By Ben Miller | 10 June 2015

A gold and silver symbol of Iron Age status has returned to the county where it was found by a metal detectorist

A photo of a man holding up a gleaming gold circular ring
Metal detectorist Maurice Richardson with the torc he found ten years ago© National Civil War Centre / Doug Jackson
Recalling the moment he found the 2,000-year-old Iron Age torc he regards as “Nottinghamshire’s crown jewel”, Maurice Richardson, a metal detectorist whose 40 years of searching had never unearthed any artefact worth more than £100, describes a typically dirty business.

Richardson struck gold and silver in 2005 while examining farmland a few miles from Newark, where the torc has just gone on display at the town’s major new Civil War Centre.

"I got down on my stomach and scraped away with my hands. A glint of gold came into view,” he remembers.

“It took me another half an hour to get it out of the ground because I was so nervous. It came out as though I had bought it from the shop yesterday.

“It shone.
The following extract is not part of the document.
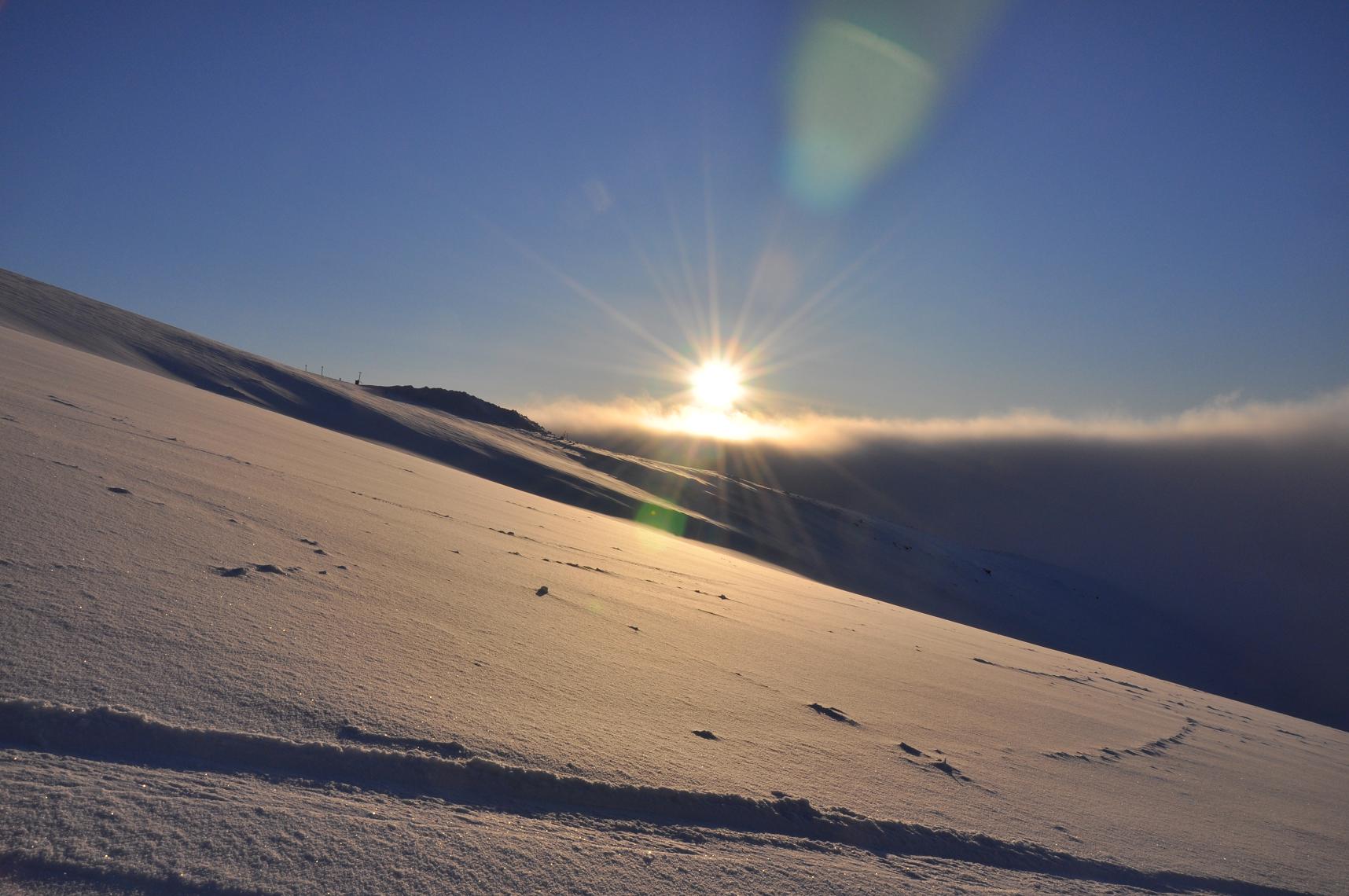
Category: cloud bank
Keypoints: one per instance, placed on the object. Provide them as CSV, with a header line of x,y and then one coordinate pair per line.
x,y
1233,516
1222,419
It was solid and perfect in every way.”

A photo of a man walking on parkland metal detecting on a sunny afternoon
The £350,000 torc was by far Richardson's finest find during 40 years of scanning© National Civil War Centre / Doug Jackson
Experts say the torc would have been the “ultimate status symbol”. The local council paid £350,000 to stop it going overseas, but a lack of suitable venues meant it has been kept at the British Museum, where it first went on show five years ago.
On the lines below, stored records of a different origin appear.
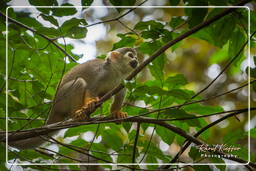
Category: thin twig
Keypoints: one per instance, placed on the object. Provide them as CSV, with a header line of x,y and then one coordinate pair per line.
x,y
40,34
135,144
165,47
188,142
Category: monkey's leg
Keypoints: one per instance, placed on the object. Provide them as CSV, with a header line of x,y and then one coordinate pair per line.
x,y
117,105
89,103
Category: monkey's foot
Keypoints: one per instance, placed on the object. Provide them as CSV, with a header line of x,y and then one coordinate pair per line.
x,y
88,108
119,115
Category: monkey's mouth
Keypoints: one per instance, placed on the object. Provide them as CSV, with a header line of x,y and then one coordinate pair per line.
x,y
133,63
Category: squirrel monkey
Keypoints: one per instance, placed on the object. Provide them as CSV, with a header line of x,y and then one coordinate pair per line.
x,y
83,86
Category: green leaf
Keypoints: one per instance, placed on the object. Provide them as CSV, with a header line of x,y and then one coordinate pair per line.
x,y
220,55
233,136
126,41
74,28
43,3
178,114
217,2
86,2
122,3
194,153
156,67
178,93
217,160
176,21
165,134
51,19
148,25
196,15
219,32
202,109
51,32
108,135
79,130
253,133
175,81
60,12
202,168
“We now have a world-class facility so it's the perfect place for the torc to be shown in all its glory,” says Michael Constantine, the Manager of the Civil War Centre.

“Although most of our museum is dedicated to the 17th century British Civil Wars, we have also created galleries devoted to rest of the area's history, stretching more than 7,000 years.

A photo of a circular ancient gold ring on a dark brown surface
The torc is thought to date from 250 BC© National Civil War Centre / Doug Jackson
“But the glint of gold will draw many visitors across to the torc. In future we will loan the object to other prestigious venues to take part in major exhibitions as part of our obligation as custodian of this rare relic.

“But it will now always return to Newark.”

Its finder is pleased at the return of the ring.

A photo of a man holding a gold torc in his hands while smiling under a beamed roof
A combination of silver and gold makes up the neck ring© National Civil War Centre / Doug Jackson
“My wife could not believe it when I got home,” says Richardson. “She thought it was a bit of an old brass bedstead.

“I always hoped to would come back to Newark so the public could admire its sheer beauty and craftsmanship.”